The Roman Empire arose in many cases through the results of wars that the Romans did not go searching to have; they did not set out to make their world Roman, but acquired territory in piecemeal fashion.  In the end, their acquisitions and the power that went with ruling the state broke their Republic and subjected them to a single master.  The genius of Republican Rome was all but lost.  When people talk approvingly of empire, they effectively want the death of the Republic and all that it stands for.  The two cannot coexist.
Expansionism made the Republic grow too large, and the fruits of expansion were discord, strife and consolidation of power at the expense of the states.  Antifederalists knew what they were talking about when they warned against large republics, and history has proven them to be more right than most would care to admit.  Jeffersonian Republicans and later Democrats became the great advocates of expansion, and it was here where they erred more grievously.  There was a belief that an extended, spread-out Republic would hinder the consolidation of government, and perhaps in some practical ways it did for a time, but to hold together these vast and diverse territories more and more centralised power was brought to bear.  Rather than functioning as the means to ensure the agrarian republicanism of yeoman farmers, the process of expansion and consolidation ensured that the citizens would be progressively less in control of their government and more and more functions would be concentrated in relatively few hands.  The triumph of the forces of consolidation in the War only hastened this development.  So long as secession was ruled out and a single, consolidated “Union” was the only sort of polity allowed in our part of the continent, a return to smaller, self-governing, free republics was virtually impossible.  The (losing) fight against overseas formal empire was one of the last gasps of the old republican spirit. 

We are so far removed from that spirit and the tradition of the Anti-Imperialists that some of us literally cannot see beyond the liberal interventionists of the 20th century, who allegedly represent the face of opposition to imperialism.  But they did not oppose America becoming an activist world power or even an empire–they opposed the empires of others and sought to dismantle them, which could only work to our temporary advantage as a rising power.  They dressed this up in an appeal to liberty and self-determination, which was about as sincere as the attempt of the Kaiser to incite the subject peoples of the British Empire to overthrow their masters in WWI.  No one is thus fooled into thinking that the Kaiser was a great anti-imperialist, but for some reason we believe this of FDR, who increased our overseas military and political commitments more than almost any other single President. 

Mr. Crocker likes to invoke the patriotic slogan, “Don’t Tread On Me,” as if this had something to do with imperialism and treading on others.  The slogan itself implies that imperialism and the very idea of dominating other peoples against their will is, or at least should be, hateful to Americans.  You don’t express your confidence in your civilisation by your willingness to dominate other nations; you express confidence in your ability to wield force when you do that.  Were your civilisation self-evidently superior and desirable, other peoples would embrace its fruits–assuming that your civilisation produced any fruits worth having.  
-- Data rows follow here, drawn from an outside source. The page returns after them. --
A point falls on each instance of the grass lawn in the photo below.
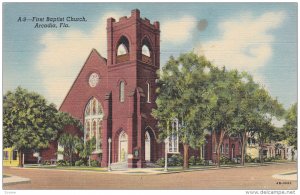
(100, 169)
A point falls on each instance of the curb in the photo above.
(15, 180)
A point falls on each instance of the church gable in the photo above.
(90, 82)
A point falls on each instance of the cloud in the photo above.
(202, 24)
(245, 42)
(177, 31)
(278, 123)
(64, 53)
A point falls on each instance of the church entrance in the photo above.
(123, 147)
(147, 146)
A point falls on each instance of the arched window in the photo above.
(147, 146)
(148, 92)
(173, 137)
(123, 147)
(122, 91)
(92, 122)
(145, 51)
(122, 50)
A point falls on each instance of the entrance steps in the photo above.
(151, 165)
(119, 166)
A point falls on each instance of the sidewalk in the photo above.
(10, 180)
(157, 171)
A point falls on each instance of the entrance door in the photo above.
(147, 146)
(123, 147)
(232, 151)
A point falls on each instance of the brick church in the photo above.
(114, 97)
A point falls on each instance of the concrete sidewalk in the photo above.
(292, 176)
(10, 180)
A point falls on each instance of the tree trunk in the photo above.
(244, 137)
(219, 143)
(218, 156)
(20, 158)
(185, 156)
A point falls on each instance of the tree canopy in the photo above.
(204, 97)
(290, 126)
(29, 122)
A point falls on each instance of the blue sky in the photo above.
(260, 38)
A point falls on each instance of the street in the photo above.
(234, 178)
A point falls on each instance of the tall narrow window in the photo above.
(92, 125)
(148, 93)
(173, 137)
(122, 88)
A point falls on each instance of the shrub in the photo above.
(175, 160)
(46, 162)
(248, 158)
(79, 163)
(201, 161)
(95, 163)
(224, 160)
(160, 162)
(256, 160)
(61, 163)
(193, 160)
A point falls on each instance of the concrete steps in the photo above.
(119, 166)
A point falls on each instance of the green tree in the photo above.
(29, 123)
(220, 111)
(71, 144)
(86, 150)
(290, 126)
(181, 96)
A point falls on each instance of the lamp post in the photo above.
(109, 148)
(166, 155)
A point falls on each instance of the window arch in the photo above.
(173, 142)
(122, 50)
(148, 92)
(122, 91)
(145, 50)
(93, 116)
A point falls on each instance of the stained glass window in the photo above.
(93, 117)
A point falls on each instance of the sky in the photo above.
(260, 38)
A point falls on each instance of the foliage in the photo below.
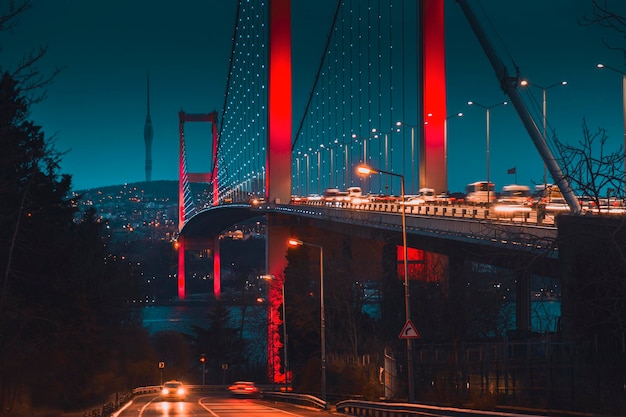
(63, 297)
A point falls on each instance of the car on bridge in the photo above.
(246, 388)
(173, 390)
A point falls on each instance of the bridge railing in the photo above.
(535, 215)
(384, 409)
(515, 235)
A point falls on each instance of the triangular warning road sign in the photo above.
(409, 331)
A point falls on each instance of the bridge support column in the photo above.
(275, 257)
(278, 165)
(181, 268)
(433, 152)
(217, 291)
(522, 303)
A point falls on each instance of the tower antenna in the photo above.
(148, 133)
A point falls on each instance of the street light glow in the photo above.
(365, 170)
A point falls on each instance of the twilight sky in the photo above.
(96, 107)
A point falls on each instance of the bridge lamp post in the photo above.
(412, 153)
(488, 111)
(296, 243)
(365, 170)
(544, 107)
(269, 277)
(603, 66)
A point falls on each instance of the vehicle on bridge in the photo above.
(173, 390)
(427, 194)
(515, 194)
(480, 192)
(551, 198)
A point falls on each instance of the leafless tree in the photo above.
(605, 16)
(33, 82)
(591, 170)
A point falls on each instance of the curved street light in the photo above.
(524, 83)
(365, 170)
(488, 111)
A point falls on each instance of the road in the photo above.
(215, 405)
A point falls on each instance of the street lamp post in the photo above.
(544, 114)
(601, 66)
(270, 277)
(296, 242)
(365, 170)
(488, 111)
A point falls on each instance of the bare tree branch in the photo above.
(603, 16)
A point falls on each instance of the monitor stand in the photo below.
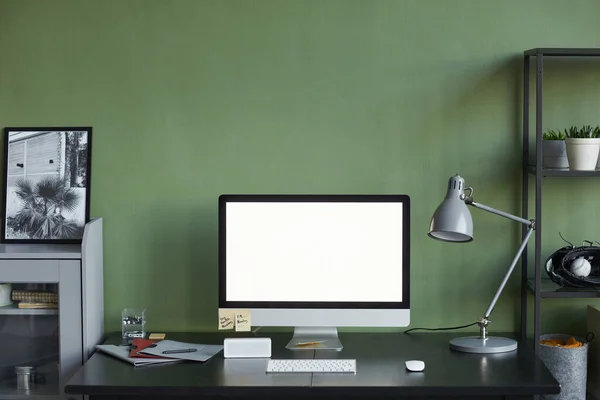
(326, 338)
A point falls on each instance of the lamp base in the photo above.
(491, 344)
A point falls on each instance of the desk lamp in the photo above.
(452, 222)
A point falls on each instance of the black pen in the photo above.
(179, 351)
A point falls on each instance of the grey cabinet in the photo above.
(54, 316)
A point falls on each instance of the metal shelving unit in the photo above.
(542, 288)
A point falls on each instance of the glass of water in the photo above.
(133, 323)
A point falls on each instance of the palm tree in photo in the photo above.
(42, 207)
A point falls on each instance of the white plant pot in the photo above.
(555, 154)
(582, 153)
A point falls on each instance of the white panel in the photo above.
(69, 303)
(93, 286)
(314, 251)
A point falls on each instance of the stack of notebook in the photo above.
(145, 351)
(35, 299)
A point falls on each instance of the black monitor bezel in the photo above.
(396, 198)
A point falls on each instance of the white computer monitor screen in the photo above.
(315, 251)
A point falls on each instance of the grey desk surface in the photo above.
(380, 371)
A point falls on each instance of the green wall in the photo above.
(190, 99)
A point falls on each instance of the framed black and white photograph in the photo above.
(46, 184)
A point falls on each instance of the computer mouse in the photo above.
(415, 365)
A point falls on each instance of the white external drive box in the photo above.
(247, 348)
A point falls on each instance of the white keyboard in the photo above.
(322, 366)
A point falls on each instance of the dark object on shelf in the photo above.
(559, 271)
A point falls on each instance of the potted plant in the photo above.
(554, 149)
(583, 147)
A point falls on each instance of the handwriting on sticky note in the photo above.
(242, 321)
(226, 319)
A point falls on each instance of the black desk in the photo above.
(380, 372)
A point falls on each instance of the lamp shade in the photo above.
(452, 221)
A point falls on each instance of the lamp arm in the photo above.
(484, 321)
(469, 201)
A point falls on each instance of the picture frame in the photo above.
(46, 191)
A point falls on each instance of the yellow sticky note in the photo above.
(226, 319)
(242, 321)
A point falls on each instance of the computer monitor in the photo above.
(316, 262)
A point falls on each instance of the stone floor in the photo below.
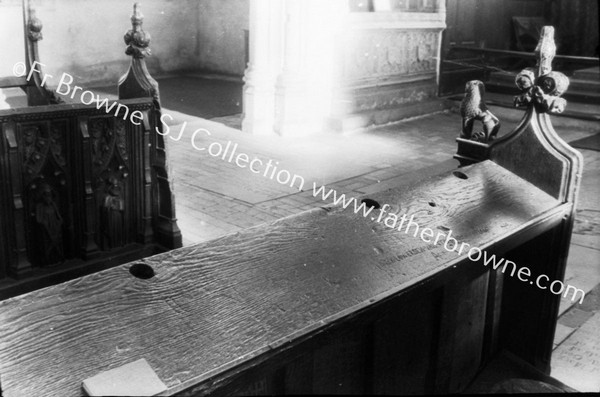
(215, 197)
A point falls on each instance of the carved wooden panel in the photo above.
(47, 193)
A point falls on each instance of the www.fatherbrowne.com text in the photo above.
(269, 169)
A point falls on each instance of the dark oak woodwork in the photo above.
(324, 302)
(83, 189)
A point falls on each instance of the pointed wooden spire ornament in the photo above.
(137, 82)
(541, 89)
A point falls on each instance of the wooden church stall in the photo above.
(328, 301)
(83, 187)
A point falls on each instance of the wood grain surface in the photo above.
(221, 303)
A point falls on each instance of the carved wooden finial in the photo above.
(541, 86)
(136, 38)
(34, 27)
(137, 82)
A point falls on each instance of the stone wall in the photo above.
(85, 38)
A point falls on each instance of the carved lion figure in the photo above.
(473, 108)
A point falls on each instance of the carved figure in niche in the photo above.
(473, 108)
(50, 226)
(112, 213)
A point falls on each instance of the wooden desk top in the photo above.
(219, 303)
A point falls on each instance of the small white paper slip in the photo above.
(133, 379)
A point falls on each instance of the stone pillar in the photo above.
(289, 78)
(261, 74)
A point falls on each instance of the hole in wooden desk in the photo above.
(460, 175)
(371, 203)
(141, 270)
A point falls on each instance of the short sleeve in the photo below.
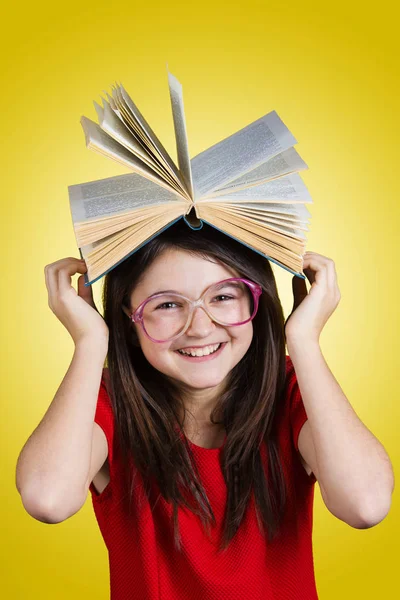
(104, 417)
(298, 415)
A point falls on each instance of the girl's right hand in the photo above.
(76, 310)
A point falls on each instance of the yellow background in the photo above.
(331, 74)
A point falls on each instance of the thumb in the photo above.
(299, 288)
(85, 292)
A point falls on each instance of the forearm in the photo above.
(354, 469)
(53, 465)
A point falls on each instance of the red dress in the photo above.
(144, 564)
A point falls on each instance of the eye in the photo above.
(160, 306)
(224, 296)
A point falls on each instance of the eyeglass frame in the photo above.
(137, 315)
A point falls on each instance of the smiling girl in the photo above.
(201, 441)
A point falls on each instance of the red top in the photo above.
(144, 564)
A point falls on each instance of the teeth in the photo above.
(201, 351)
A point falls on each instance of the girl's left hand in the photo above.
(312, 310)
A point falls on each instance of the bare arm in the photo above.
(53, 466)
(55, 463)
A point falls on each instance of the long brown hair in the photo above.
(147, 406)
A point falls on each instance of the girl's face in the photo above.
(190, 275)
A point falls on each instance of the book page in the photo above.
(288, 161)
(182, 147)
(116, 128)
(115, 195)
(100, 141)
(127, 111)
(286, 188)
(287, 209)
(239, 153)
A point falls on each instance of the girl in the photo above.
(189, 440)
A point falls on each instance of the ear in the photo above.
(126, 311)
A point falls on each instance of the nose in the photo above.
(201, 324)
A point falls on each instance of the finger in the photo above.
(316, 269)
(65, 272)
(299, 288)
(85, 291)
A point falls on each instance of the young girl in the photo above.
(189, 441)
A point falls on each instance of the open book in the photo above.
(247, 186)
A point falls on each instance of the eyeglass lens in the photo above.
(230, 303)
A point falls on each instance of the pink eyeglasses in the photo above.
(162, 324)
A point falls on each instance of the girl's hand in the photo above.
(312, 310)
(76, 311)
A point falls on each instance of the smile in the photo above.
(204, 357)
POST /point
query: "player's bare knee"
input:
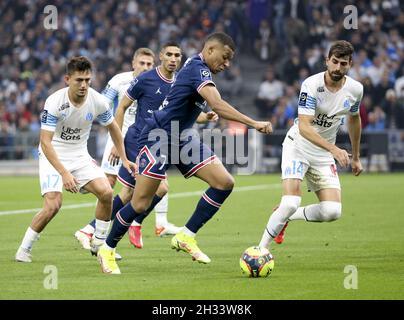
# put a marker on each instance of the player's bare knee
(162, 190)
(290, 204)
(126, 194)
(52, 208)
(330, 210)
(111, 180)
(141, 205)
(106, 195)
(225, 183)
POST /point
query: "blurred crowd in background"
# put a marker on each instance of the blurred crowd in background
(288, 38)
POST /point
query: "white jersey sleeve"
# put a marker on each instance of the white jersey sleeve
(308, 97)
(111, 91)
(357, 92)
(104, 113)
(50, 115)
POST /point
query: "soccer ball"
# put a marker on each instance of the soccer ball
(256, 262)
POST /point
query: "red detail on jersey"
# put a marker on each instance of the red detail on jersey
(333, 168)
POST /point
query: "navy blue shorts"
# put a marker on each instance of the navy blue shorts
(154, 158)
(131, 150)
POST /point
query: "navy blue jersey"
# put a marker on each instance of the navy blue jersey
(183, 103)
(149, 89)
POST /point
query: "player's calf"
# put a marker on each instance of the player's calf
(330, 211)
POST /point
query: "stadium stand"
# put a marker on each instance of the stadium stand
(280, 43)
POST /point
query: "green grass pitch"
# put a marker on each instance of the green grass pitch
(308, 265)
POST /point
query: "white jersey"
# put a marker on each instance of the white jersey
(72, 125)
(115, 90)
(328, 109)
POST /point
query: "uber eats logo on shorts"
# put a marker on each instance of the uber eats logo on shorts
(324, 120)
(70, 133)
(303, 99)
(205, 74)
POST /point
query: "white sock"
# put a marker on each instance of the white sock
(161, 210)
(188, 232)
(323, 211)
(135, 224)
(277, 220)
(29, 238)
(301, 211)
(107, 247)
(101, 229)
(88, 229)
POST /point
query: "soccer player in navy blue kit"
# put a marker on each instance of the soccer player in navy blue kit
(192, 89)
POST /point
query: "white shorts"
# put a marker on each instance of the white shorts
(320, 171)
(105, 165)
(82, 167)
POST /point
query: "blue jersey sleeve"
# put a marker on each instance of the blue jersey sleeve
(135, 90)
(201, 76)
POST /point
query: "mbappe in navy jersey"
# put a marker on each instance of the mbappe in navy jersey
(178, 112)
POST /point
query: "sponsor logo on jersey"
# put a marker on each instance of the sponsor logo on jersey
(205, 75)
(64, 106)
(201, 105)
(142, 163)
(324, 120)
(70, 133)
(89, 116)
(44, 117)
(303, 99)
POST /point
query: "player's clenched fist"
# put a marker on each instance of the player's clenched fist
(263, 127)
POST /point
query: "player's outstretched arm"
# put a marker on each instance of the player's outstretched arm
(205, 117)
(121, 109)
(116, 136)
(307, 131)
(226, 111)
(354, 130)
(69, 181)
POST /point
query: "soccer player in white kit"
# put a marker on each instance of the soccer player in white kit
(143, 60)
(63, 157)
(309, 147)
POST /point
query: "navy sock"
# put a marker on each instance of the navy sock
(209, 204)
(122, 222)
(117, 205)
(139, 218)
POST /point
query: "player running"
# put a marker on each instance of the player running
(63, 157)
(187, 97)
(143, 60)
(309, 147)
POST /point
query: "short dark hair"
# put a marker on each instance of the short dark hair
(341, 49)
(143, 52)
(170, 44)
(80, 63)
(223, 38)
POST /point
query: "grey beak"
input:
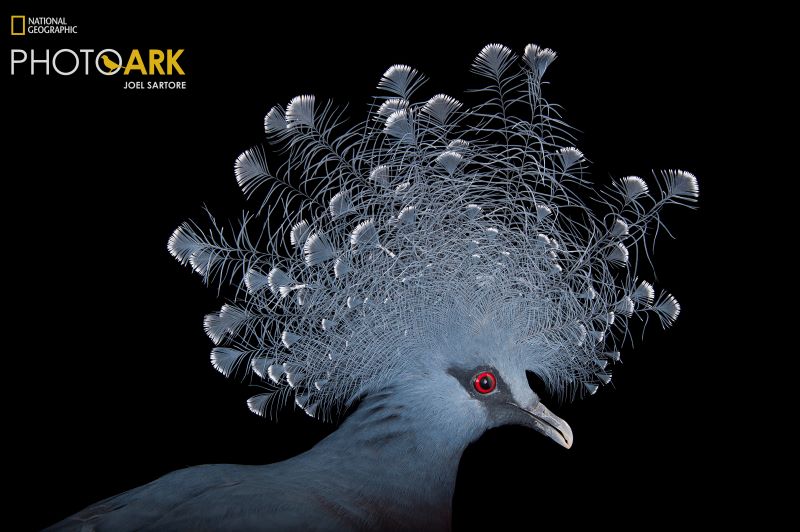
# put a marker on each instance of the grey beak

There are perfectly decent ways to acquire confidence in our own civilisation that involve remembering who we as Americans are and renewing our civilisation and making it worthy of zealous defense.  It does not involve the sordid path of imperialism and domination.  That some of us even think this is an option shows just how far gone our civilisation really is right now.  On the contrary, to go down that path is to forget who we are in some deluded attempt to relive the follies of past empires that tried–and failed–to police the world and bring order from chaos.  In the end their own people in their own land pay the price for the deeds and crimes done in the name of the universal peace of emperors.